Et nous ? A chaque génération nous avons dégradé un peu plus la toile de la vie, nous en avons fait disparaître de précieux fils de trame. Chaque génération n’a eu de cesse de dépasser la précédente dans ses prouesses techniques. Nous nous sommes payés tout ce que nous avions les moyens financiers ou techniques de nous payer… sans jamais nous demander si la Terre pouvait se le payer, elle… 

Si chaque génération représente une tranche de 25 à 30 ans, les boucles de rétroaction climatique, d’effondrement de la biosphère, … seraient donc les réponses du Vivant au traitement que nous lui avons fait subir il ya 140 ans, c’est-à- dire la fin du XIXe siècle… 

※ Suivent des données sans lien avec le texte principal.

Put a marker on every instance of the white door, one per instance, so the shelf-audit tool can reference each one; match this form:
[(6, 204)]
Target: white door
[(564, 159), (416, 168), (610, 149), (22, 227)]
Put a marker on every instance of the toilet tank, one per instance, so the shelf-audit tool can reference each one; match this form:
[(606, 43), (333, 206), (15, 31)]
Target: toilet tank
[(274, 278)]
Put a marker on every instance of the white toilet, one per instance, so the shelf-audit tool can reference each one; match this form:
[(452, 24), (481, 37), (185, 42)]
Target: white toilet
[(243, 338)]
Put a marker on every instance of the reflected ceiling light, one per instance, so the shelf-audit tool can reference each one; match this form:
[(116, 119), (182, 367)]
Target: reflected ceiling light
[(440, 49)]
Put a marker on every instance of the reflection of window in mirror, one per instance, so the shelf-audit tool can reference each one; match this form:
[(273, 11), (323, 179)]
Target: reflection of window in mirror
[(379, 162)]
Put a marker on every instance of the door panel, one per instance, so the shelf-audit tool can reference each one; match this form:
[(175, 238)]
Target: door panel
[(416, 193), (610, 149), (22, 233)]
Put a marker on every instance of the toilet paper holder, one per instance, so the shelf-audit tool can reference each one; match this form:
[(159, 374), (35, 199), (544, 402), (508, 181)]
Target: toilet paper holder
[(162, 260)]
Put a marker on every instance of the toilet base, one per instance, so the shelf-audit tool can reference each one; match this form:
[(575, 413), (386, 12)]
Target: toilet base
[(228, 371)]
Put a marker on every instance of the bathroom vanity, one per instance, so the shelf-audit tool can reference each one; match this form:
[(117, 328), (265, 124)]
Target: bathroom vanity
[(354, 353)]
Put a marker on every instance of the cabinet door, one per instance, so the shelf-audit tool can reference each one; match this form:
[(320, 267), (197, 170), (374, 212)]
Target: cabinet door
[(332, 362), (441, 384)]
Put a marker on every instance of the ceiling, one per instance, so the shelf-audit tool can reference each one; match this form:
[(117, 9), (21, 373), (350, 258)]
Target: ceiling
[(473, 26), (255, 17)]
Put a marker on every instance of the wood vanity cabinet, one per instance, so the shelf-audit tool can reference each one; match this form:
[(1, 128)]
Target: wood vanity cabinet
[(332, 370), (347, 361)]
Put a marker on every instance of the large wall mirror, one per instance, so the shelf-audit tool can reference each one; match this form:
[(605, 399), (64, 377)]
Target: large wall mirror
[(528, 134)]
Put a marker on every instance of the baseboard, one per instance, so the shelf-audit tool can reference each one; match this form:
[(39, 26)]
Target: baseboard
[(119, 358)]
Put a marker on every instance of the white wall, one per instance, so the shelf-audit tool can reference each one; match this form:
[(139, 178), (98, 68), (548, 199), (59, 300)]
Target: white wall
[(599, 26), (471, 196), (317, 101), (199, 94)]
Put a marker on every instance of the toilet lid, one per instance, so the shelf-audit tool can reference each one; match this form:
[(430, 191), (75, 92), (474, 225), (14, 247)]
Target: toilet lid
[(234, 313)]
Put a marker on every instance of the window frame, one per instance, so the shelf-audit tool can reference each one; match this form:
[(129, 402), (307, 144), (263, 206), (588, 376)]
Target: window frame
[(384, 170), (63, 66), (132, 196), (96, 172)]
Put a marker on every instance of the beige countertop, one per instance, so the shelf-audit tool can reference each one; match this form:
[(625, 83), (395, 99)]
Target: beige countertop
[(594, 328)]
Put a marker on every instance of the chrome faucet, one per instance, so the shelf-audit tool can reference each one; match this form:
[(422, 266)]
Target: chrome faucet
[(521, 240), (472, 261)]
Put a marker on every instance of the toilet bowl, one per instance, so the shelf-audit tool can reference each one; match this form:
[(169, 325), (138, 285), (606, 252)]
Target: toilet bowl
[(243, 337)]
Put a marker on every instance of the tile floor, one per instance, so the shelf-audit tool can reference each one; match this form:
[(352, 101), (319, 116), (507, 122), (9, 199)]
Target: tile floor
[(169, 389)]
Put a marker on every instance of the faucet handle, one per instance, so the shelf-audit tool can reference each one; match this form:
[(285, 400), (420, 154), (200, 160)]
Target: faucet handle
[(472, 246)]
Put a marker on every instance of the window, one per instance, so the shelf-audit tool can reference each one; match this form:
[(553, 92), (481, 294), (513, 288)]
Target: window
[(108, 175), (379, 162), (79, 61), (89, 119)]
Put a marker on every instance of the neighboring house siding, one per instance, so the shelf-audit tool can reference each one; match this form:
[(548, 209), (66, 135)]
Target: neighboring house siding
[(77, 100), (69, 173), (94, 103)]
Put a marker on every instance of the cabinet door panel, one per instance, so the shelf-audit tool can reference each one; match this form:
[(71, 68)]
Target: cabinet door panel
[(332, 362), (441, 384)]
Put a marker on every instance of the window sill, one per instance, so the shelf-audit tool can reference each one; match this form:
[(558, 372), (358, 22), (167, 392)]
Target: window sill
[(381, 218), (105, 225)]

Pour moi, ce qui marque la différence essentielle entre leur culture et la nôtre est qu’ils considèrent la Terre, comme notre Terre-Mère et les humains.es comme une espèce parmi d’autres et non «supérieure».

Pour beaucoup d’entre eux, le Soleil est notre père, l’eau notre grand-mère et les rochers notre grand-père.

Notre culture, elle, conçoit la Terre, au mieux, comme un support sur lequel se déplacer ou un immense hypermarché d’où extraire tout ce qui nous fait envie, où nous nous débarrassons de tout ce qui nous lasse, sans aucune considération pour les limites planétaires, son rythme de production, la vitesse à laquelle la biosphère (la Terre et son habit de vie) est en capacité d’intégrer, dégrader nos surplus.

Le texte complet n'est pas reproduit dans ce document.